Kolmogorov-Type Theory of Compressible Turbulence and Inviscid Limit of the Navier-Stokes Equations in $\mathbb{R}^3$

TL;DR

This paper establishes a Kolmogorov-type hypothesis for compressible fluids, leading to uniform bounds and strong convergence of Navier-Stokes solutions to Euler solutions in three dimensions, advancing understanding of inviscid limits.

Contribution

It introduces a new Kolmogorov-type hypothesis for compressible flows and demonstrates its implications for uniform bounds and convergence in the inviscid limit.

Findings

Uniform boundedness of fractional derivatives of velocity and sonic speed.

Strong convergence of Navier-Stokes solutions to Euler solutions.
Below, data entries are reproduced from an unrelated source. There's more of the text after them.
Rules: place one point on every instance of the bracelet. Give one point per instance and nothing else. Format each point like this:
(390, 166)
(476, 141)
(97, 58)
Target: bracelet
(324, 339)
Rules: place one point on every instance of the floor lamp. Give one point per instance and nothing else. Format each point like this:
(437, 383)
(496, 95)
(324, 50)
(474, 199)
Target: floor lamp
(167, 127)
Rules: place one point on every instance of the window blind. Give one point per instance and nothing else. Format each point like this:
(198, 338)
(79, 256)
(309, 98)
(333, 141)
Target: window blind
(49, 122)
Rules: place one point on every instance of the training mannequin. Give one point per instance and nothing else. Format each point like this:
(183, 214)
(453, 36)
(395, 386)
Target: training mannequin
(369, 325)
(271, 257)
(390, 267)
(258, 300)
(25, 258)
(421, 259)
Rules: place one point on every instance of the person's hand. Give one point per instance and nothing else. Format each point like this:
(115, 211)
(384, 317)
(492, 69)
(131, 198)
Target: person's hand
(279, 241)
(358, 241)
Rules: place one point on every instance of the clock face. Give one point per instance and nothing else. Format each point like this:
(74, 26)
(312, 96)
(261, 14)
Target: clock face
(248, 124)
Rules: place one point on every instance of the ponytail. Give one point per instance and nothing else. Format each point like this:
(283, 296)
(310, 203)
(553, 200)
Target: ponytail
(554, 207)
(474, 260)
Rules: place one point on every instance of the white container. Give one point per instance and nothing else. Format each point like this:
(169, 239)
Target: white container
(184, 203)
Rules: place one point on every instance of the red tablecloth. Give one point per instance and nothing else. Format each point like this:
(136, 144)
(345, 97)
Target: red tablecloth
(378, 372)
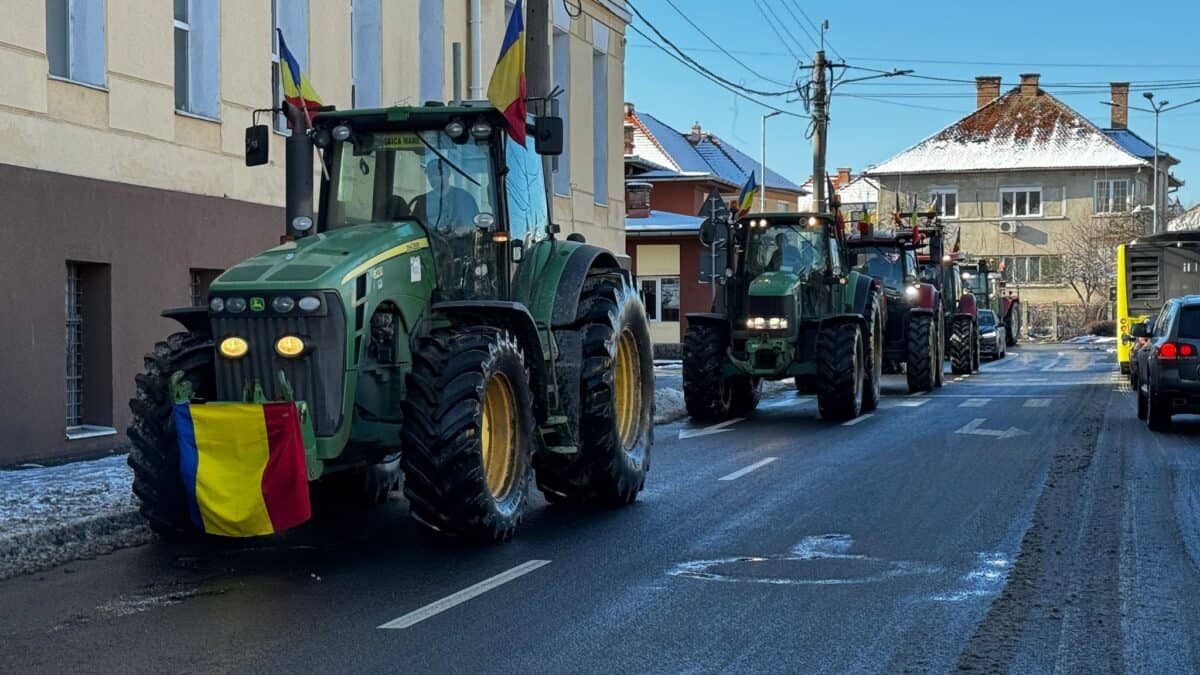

Framework for mathematical existence and numerical interpretation in high Reynolds number limit.

Abstract

We are concerned with the inviscid limit of the Navier-Stokes equations to the Euler equations for compressible fluids in $\mathbb{R}^3$. Motivated by the Kolmogorov hypothesis (1941) for incompressible flow, we introduce a Kolmogorov-type hypothesis for barotropic flows, in which the density and the sonic speed normally vary significantly. We then observe that the compressible Kolmogorov-type hypothesis implies the uniform boundedness of some fractional derivatives of the weighted velocity and sonic speed in the space variables in $L^2$, which is independent of the viscosity coefficient $\mu>0$. It is shown that this key observation yields the equicontinuity in both space and time of the density in $L^\gamma$ and the momentum in $L^2$, as well as the uniform bound of the density in $L^{q_1}$ and the velocity in $L^{q_2}$ independent of $\mu>0$, for some fixed $q_1 >\gamma$ and $q_2 >2$, where $\gamma>1$ is the adiabatic exponent. These results lead to the strong convergence of solutions of the Navier-Stokes equations to a solution of the Euler equations for barotropic fluids in $\mathbb{R}^3$. Not only do we offer a framework for mathematical existence theories, but also we offer a framework for the interpretation of numerical solutions through the identification of a function space in which convergence should take place, with the bounds that are independent of $\mu>0$, that is in the high Reynolds number limit.